Caitlin Oleson
Storyteller, Canada Celebrates Folklore, Iceland
Caitlin Oleson is an award-winning playwright, essayist, and researcher with a keen interest in storytelling. Her first foray into the art form was with a autobiographical show, Crushed, which premiered at the Ottawa Fringe Festival in 2015 and was remounted at the Kingston Storefront Fringe in 2019. Her stories have also been featured in the GRTTWAK podcast and with Ottawa Storyteller’s Stories in 180 series.
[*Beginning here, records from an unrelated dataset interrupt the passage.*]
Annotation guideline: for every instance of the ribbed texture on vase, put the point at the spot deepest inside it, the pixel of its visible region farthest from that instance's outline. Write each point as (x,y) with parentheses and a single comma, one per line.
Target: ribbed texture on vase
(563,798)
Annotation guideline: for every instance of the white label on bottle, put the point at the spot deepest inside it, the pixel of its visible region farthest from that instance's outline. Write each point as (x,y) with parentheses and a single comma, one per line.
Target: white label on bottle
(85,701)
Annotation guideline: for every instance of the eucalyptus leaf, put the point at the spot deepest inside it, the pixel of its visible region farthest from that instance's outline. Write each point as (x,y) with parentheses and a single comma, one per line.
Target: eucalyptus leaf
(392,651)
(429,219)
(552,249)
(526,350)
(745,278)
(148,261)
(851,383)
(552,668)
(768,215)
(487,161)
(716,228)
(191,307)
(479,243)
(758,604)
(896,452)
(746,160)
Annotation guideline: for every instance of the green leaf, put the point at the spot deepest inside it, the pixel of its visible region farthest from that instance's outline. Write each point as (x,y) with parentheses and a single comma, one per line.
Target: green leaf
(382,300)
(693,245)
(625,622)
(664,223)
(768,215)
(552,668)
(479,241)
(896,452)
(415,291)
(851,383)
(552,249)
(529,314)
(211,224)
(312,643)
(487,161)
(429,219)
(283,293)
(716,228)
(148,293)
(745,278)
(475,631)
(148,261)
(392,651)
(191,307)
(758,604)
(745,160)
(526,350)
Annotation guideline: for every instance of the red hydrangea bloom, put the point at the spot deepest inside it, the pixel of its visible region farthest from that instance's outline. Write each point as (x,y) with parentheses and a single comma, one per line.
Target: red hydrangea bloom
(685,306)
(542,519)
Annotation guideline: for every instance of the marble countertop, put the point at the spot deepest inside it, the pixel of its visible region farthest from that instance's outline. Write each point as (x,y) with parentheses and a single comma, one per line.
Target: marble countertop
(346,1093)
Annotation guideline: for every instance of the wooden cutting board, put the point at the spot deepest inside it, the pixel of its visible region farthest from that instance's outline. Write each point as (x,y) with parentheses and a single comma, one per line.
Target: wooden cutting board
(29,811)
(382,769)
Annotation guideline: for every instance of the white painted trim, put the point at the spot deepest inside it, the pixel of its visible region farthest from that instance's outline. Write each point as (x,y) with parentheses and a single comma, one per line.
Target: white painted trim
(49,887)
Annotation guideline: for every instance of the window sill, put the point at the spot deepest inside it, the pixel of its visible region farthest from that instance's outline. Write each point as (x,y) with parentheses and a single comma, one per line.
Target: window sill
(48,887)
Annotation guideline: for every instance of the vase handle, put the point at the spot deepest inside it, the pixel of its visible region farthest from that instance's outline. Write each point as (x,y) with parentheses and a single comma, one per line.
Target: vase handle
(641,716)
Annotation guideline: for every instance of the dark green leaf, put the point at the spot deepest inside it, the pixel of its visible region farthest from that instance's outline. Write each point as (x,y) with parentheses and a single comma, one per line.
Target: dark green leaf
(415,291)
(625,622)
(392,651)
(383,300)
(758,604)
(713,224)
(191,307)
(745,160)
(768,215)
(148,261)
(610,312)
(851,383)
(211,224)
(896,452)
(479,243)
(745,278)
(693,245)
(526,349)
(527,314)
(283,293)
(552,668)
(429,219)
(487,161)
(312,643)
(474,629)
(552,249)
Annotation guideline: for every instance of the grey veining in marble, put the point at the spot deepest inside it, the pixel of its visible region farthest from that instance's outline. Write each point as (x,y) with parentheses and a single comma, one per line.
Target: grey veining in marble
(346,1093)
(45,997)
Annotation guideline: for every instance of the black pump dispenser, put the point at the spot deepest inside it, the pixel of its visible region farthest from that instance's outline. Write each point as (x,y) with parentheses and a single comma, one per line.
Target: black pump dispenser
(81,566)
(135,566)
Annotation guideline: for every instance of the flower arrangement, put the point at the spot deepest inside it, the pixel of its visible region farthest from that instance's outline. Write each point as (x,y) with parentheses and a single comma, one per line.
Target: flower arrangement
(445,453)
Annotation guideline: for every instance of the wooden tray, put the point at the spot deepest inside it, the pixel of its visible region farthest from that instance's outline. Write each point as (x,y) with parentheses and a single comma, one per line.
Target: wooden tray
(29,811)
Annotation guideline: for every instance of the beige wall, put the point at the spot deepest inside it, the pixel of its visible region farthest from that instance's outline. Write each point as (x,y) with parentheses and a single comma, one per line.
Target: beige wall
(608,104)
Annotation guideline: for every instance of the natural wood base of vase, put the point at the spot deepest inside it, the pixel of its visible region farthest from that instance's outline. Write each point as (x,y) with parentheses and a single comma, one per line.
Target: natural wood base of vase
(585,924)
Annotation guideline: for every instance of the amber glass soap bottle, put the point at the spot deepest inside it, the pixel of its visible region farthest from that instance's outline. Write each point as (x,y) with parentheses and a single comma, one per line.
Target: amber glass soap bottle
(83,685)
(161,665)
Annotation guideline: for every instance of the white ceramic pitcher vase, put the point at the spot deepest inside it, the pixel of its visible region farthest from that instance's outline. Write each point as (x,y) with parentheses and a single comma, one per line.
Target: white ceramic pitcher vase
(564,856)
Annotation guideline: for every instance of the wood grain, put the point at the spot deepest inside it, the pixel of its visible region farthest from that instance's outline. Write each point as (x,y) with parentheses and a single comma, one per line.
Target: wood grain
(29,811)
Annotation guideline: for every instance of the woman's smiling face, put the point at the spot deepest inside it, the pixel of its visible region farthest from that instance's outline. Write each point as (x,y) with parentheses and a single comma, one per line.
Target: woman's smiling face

Caitlin’s office comedy, The Trouble with Ninjas, was presented as a reading at the 2018 TaDa! Festival and Double Bill in the Hills in Wakefield. Her feminist piece, Stripped, was included in the 2019 Fresh Meat Festival in Ottawa. Her theater for young audiences play, Goodbye George Love Sam, won the Sybil Cooke Award as part of the 79th Annual National One-Act Playwriting Competition at Ottawa Little Theater.
With a background in aerial arts, dance, and traditional theater, Caitlin has worked across genres and disciplines to bring empowering, moving, and humorous stories to the stage. She believes in the power of stories to connect our hearts, calm our spirits, and inspire our imaginations, and she strives to share impactful messages with her audience using words, music, and movement.
In addition to her work as a performer, Caitlin is an accomplished writer whose work has appeared in The Brandon Sun, OnStage Ottawa, What’s Hers magazine, What If? magazine, and The Logberg-Heimskringla, Canada’s only newspaper serving the Icelandic community. Caitlin is a proud Icelandic-Canadian who grew up in the prairies, near the heart of New Iceland.